Okay, so I know the "correct" way to calculate current.

Let's first analyze the circuit:

KVL left side:

\$-V_{in} + i_1 \cdot R_{in} + 0 = 0 \$

\$V_{in} = i_1 \cdot R_{in} \$

KVL right side:

\$V_{out} = -R_f \cdot i_f \$

\$i_1 = i_f = i \$

Gain is:

\$\frac{V_{out}}{V_{in}} = \frac{-R_f \cdot i}{i \cdot R_1} = \frac{-R_f}{R_{in}} \$

\$V_{out} = -18.6 V \$

\$i = \frac{V_{out}}{-16k} = 1.1625 mA \$

How come, applying reasoning that since there's only one voltage supply, the current through \$R_{in}\$ and \$R_f\$ is just voltage divided by equivalent resistance?

\$R_{in}\$ and \$R_f\$ are in series

\$i = \frac{V_{in}}{R_{in} + R_f} = \frac{7}{6k + 16k} = 0.318 mA\$

What's wrong with this reasoning?

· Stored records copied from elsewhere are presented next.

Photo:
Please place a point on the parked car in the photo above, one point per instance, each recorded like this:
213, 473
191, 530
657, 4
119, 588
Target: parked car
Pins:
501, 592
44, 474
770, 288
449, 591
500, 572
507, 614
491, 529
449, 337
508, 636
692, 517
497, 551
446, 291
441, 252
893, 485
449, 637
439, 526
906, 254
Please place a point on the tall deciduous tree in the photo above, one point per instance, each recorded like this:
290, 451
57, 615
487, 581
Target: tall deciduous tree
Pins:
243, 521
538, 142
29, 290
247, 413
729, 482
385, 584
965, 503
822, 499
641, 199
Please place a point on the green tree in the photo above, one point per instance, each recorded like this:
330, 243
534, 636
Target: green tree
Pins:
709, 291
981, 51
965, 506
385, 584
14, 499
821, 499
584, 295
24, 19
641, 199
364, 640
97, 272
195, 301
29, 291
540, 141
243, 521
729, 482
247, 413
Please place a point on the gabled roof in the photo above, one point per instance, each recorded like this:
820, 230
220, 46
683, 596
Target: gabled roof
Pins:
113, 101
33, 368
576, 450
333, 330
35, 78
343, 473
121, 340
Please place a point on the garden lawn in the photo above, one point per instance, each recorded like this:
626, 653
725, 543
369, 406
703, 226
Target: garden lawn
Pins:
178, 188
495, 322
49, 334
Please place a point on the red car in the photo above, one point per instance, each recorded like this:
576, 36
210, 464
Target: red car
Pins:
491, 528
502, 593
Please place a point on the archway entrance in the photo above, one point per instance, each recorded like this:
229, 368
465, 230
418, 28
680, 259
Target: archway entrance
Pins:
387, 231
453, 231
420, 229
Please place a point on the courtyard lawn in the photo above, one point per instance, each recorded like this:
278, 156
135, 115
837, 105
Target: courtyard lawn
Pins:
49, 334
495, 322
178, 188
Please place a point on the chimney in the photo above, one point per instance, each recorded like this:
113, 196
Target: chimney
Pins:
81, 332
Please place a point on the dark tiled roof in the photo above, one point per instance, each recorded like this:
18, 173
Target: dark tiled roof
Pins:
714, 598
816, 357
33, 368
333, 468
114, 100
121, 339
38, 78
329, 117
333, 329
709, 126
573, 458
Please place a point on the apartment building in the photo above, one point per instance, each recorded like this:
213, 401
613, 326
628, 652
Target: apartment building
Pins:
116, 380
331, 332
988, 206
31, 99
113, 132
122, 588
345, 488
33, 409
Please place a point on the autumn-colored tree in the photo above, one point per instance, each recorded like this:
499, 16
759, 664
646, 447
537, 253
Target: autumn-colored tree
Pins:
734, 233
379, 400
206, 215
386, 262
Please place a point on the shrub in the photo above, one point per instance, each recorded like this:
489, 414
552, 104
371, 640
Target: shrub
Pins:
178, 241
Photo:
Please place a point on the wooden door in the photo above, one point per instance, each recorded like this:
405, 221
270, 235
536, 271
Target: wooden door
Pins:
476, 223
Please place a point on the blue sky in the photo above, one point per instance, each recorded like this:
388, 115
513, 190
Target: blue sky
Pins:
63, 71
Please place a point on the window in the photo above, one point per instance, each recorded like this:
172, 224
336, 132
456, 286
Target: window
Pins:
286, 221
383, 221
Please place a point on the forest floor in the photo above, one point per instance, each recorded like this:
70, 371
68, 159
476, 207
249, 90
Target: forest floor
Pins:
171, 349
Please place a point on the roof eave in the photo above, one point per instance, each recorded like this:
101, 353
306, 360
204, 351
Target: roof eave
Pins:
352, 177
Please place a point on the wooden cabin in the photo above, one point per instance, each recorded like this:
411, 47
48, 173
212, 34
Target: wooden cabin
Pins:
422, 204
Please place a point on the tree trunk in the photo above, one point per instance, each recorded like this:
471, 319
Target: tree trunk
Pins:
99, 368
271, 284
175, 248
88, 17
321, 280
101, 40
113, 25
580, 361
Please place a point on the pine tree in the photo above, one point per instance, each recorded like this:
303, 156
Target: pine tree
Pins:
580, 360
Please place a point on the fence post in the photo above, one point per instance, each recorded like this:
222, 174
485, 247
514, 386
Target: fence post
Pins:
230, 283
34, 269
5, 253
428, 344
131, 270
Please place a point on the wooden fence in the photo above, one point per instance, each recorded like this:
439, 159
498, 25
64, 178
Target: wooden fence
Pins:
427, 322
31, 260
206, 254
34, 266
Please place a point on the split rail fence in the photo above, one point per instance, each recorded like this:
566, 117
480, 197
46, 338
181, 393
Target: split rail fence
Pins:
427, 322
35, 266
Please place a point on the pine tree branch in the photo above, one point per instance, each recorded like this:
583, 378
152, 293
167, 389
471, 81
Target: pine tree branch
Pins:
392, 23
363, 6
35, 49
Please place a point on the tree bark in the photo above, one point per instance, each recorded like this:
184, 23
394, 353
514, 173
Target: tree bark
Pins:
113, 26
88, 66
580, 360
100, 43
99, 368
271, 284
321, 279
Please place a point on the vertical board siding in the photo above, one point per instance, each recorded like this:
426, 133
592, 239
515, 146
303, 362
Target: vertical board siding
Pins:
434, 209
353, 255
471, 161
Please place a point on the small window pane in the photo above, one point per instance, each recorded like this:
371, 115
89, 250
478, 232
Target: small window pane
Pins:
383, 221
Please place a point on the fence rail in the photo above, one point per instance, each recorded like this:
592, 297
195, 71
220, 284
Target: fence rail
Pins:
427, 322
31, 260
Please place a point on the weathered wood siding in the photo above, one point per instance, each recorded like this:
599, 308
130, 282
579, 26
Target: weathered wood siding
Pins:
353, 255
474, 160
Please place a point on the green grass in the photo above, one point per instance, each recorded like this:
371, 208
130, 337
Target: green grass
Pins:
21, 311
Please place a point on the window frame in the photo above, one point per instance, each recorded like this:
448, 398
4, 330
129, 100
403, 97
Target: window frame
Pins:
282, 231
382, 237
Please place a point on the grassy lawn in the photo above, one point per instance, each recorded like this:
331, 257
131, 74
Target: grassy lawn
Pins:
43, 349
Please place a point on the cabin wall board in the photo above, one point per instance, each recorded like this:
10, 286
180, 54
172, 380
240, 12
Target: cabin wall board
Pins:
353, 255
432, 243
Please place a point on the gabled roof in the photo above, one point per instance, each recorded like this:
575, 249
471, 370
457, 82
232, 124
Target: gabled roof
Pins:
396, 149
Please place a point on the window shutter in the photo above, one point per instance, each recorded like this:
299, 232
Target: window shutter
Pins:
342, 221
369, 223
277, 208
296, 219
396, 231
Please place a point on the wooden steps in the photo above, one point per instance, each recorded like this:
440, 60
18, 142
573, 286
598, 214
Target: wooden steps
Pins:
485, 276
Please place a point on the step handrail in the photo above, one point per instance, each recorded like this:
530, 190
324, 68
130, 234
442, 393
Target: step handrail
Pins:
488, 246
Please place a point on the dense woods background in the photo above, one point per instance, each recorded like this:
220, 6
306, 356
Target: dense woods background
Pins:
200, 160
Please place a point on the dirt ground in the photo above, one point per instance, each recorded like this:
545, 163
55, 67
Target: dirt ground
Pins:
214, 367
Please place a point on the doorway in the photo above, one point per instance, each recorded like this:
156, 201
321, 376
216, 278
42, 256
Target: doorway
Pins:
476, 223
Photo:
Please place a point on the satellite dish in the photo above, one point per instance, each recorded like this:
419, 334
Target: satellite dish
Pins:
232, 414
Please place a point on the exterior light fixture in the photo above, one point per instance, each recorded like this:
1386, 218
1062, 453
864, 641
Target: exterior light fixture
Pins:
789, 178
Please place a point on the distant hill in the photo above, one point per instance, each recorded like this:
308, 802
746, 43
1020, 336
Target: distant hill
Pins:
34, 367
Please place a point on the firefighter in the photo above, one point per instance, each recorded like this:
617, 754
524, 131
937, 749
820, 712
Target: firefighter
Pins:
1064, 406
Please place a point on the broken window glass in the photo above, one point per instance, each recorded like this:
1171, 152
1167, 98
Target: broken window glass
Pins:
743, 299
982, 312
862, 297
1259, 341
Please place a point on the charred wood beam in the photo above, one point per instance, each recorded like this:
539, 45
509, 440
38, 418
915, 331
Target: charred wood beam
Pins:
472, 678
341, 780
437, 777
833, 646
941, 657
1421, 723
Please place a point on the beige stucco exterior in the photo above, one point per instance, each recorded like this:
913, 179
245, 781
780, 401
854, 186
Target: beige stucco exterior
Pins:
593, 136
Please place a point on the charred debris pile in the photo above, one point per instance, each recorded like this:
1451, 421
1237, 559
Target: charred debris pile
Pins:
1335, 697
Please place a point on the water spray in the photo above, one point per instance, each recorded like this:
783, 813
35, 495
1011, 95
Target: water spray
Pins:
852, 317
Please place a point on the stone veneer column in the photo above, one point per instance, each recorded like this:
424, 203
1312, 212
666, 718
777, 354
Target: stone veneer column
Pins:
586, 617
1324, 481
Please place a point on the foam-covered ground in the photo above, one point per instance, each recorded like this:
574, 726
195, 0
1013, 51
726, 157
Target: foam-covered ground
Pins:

Why is the current not correct?

You are correct in assuming that \$R_{in}\$ and \$R_f\$ are in series but the potential difference between them is not \$V_{in}\$ but \$V_{in} - V_{out}\$. So instead of the current being (as you suggest): $$i = \frac{V_{in}}{R_{in}+R_f}$$ It is: $$i = \frac{V_{in} - V_{out}}{R_{in}+R_f}$$
Another required equation would be: $$V_{in} - iR_{in} = AV_{out}$$ Solving these equations you can calculate the gain of the amplifier and if you take the limit as \$A -> \infty\$ you will get the same result as you calculated before.
Thus you can see that you could have saved all these calculations by assuming the gain is \$\infty\$ in the first place and potential difference between its inputs is zero like you did in your initial calculations with virtual ground.